The plant supports pruning well and withstands up to -8 / -10 ° C.
Uses and Traditions –
The Phillyrea angustifolia, in Italy, as well as with the name of thin Ilatro, is known by the names of: Fillirea with narrow leaves, Fillirea angustifoglia, Thin lilac, Thin filaria
Due to its morphological characteristics it can be confused with P. latifolia L. subsp. latifolia, which has a similar habitat, which in any case has a fruit rounded at the apex, robust secondary leaf veins and a calyx of the flower with triangular lobes.
The Phillyrea angustifolia is a plant that can also be cultivated as an ornamental shrub due to its decorative berries.
It can be a plant either as an isolated specimen or in a group, in cut or not hedges, in free hedges and in association; also by the sea.
The plant was used in the past in folk medicine, today it is a protected species.
Preparation Mode –
The thin Ilatro, although in the past it was used in folk medicine, today is practically no longer used for these purposes.
– Acta Plantarum – Flora of the Italian Regions.
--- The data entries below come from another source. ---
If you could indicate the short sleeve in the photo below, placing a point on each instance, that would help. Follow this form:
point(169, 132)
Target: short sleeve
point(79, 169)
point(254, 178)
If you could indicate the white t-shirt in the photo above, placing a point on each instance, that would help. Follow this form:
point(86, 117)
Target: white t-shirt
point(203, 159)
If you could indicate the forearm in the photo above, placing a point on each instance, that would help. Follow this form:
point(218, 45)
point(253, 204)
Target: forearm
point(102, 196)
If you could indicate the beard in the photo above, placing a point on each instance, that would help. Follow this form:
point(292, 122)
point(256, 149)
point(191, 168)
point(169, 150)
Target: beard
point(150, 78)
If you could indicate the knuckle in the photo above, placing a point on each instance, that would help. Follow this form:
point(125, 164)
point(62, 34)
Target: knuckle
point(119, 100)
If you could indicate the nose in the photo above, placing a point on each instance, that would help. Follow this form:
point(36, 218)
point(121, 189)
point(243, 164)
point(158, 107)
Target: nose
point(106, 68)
– Wikipedia, the free encyclopedia.
– Treben M., 2000. Health from the Pharmacy of the Lord, Advice and experiences with medicinal herbs, Ennsthaler Editore
– Pignatti S., 1982. Flora of Italy, Edagricole, Bologna.
– Conti F., Abbate G., Alessandrini A., Blasi C. (edited by), 2005. An annotated checklist of the Italian vascular flora, Palombi Editore.
Attention: Pharmaceutical applications and food uses are indicated for informational purposes only, do not in any way represent a medical prescription; therefore no responsibility is assumed for their use for curative, aesthetic or food purposes.